Our study consisted of 56 newly diagnosed NSCLC patients and 32 controls with similar demographic characteristics. Patients with chronic diseases and inflammatory disorders were excluded. Statistical analysis was conducted using R Statistical Software.
In our study, compared to the control group, the serum VEGF, NO, ADMA, CA 125, CEA, Cyfra 21-1 and NSE levels were significantly higher in NSCLC group (p=0.001, p=0.013, p=0.041, p<0.001, p<0.001, p<0.001 and p=0.001, respectively). In the diagnosis of NSCLC, Cyfra 21-1 exhibited the highest diagnostic efficacy with a 71% sensitivity and 94% specificity. The combination of VEGF, CA125, and Cyfra 21-1 showed a 73% sensitivity and 100% specificity, while the combination of CA125, CEA, and Cyfra 21-1 achieved an 85% sensitivity and 91% specificity.

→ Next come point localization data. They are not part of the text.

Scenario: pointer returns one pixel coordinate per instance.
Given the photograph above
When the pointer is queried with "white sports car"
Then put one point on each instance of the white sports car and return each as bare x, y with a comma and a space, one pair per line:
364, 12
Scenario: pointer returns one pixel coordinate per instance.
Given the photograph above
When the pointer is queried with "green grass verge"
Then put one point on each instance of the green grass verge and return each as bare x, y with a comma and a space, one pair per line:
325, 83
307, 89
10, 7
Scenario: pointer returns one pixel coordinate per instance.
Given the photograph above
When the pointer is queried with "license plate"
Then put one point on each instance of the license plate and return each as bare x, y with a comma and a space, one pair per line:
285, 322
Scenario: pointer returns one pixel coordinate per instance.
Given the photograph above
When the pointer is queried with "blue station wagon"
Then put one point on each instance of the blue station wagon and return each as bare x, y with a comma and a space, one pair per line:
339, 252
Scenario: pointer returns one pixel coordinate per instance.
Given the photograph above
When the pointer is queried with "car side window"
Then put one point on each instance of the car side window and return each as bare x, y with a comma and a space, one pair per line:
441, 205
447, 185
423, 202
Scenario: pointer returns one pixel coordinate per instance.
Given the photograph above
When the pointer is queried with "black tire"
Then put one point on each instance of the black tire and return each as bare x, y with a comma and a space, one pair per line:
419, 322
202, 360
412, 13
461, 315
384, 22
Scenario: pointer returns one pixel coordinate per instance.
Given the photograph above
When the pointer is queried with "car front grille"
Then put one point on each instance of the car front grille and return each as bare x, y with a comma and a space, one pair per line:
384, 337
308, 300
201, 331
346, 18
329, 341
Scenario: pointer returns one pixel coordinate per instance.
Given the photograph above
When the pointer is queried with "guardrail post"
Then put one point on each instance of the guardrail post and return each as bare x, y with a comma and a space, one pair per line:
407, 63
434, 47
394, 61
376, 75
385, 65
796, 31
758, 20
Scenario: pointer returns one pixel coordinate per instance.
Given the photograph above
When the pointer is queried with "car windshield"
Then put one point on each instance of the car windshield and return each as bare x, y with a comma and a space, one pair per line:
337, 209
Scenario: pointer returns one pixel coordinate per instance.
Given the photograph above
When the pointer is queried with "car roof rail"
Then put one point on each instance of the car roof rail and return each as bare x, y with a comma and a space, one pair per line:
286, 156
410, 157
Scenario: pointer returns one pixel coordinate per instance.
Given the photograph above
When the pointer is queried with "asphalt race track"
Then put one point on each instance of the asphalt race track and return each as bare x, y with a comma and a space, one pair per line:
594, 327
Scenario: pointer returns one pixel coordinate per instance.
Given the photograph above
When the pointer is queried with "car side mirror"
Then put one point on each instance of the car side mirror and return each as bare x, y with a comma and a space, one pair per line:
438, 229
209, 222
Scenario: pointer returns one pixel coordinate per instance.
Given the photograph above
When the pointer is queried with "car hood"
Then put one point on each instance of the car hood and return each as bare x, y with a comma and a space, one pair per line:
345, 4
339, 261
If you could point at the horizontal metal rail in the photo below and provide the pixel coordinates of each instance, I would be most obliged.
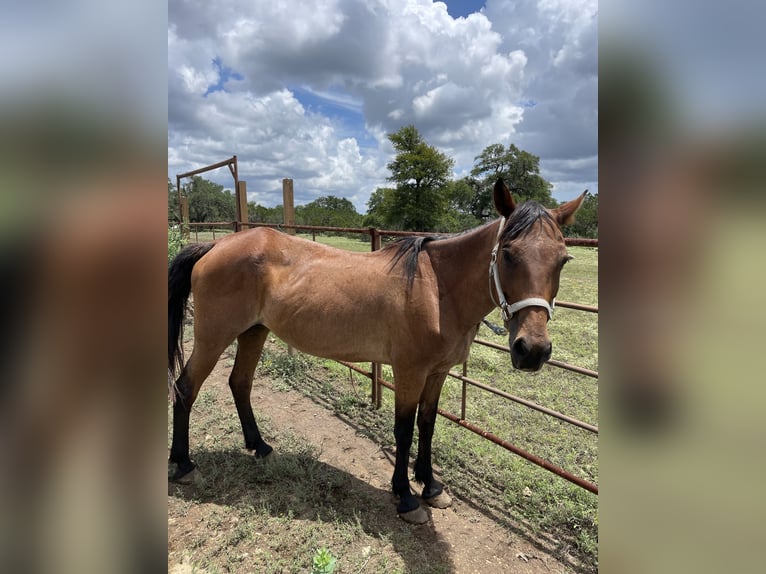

Our study revealed that the serum concentrations of VEGF, NO, ADMA, CA125, Cyfra 21-1, CEA, and NSE were significantly elevated in patients with NSCLC compared to the control group, and that levels of Cyfra 21-1, LDH, and NSE increased with advancing TNM stage. The combination of markers distinguished NSCLC with high sensitivity and specificity. Further studies involving larger populations, including those with benign lung diseases, are needed to validate and expand upon our findings.
肺癌是全球最常见的恶性肿瘤之一,80 - 85%的病例被诊断为非小细胞肺癌(NSCLC)。大多数NSCLC患者就诊时已处于晚期,导致死亡率高且治疗选择有限。血管生成是癌症进展中的一个关键过程,主要受生长因子和细胞因子调控。血管内皮生长因子(VEGF)是血管生成的关键调节因子。不对称二甲基精氨酸(ADMA)抑制内皮型一氧化氮合酶(eNOS),导致一氧化氮(NO)释放减少及随后的内皮功能障碍。本研究旨在调查NSCLC患者血清中ADMA、NO、VEGF以及几种肿瘤标志物(包括癌胚抗原(CEA)、癌抗原125(CA 125)、神经元特异性烯醇化酶(NSE)、乳酸脱氢酶(LDH)和细胞角蛋白19片段(Cyfra 21-1))的水平,以评估它们在疾病早期诊断、肿瘤侵袭和分期中的潜在作用。
我们的研究包括56例新诊断的NSCLC患者和32例具有相似人口统计学特征的对照组。排除患有慢性疾病和炎症性疾病的患者。使用R统计软件进行统计分析。
在我们的研究中,与对照组相比,NSCLC组血清VEGF、NO、ADMA、CA 125、CEA、Cyfra 21-1和NSE水平显著更高(分别为p = 0.001、p = 0.013、p = 0.041、p < 0.001、p < 0.001、p < 0.001和p = 0.001)。在NSCLC诊断中,Cyfra 21-1表现出最高的诊断效能,敏感性为71%,特异性为94%。VEGF、CA125和Cyfra 21-1的联合检测敏感性为73%,特异性为100%,而CA125、CEA和Cyfra 21-1的联合检测敏感性为85%,特异性为91%。
我们的研究表明,与对照组相比,NSCLC患者血清中VEGF、NO、ADMA、CA125、Cyfra 21-1、CEA和NSE的浓度显著升高,且Cyfra 21-1、LDH和NSE的水平随TNM分期进展而升高。标志物联合检测以高敏感性和特异性区分NSCLC。需要进一步开展涉及更大人群(包括良性肺病患者)的研究来验证和扩展我们的发现。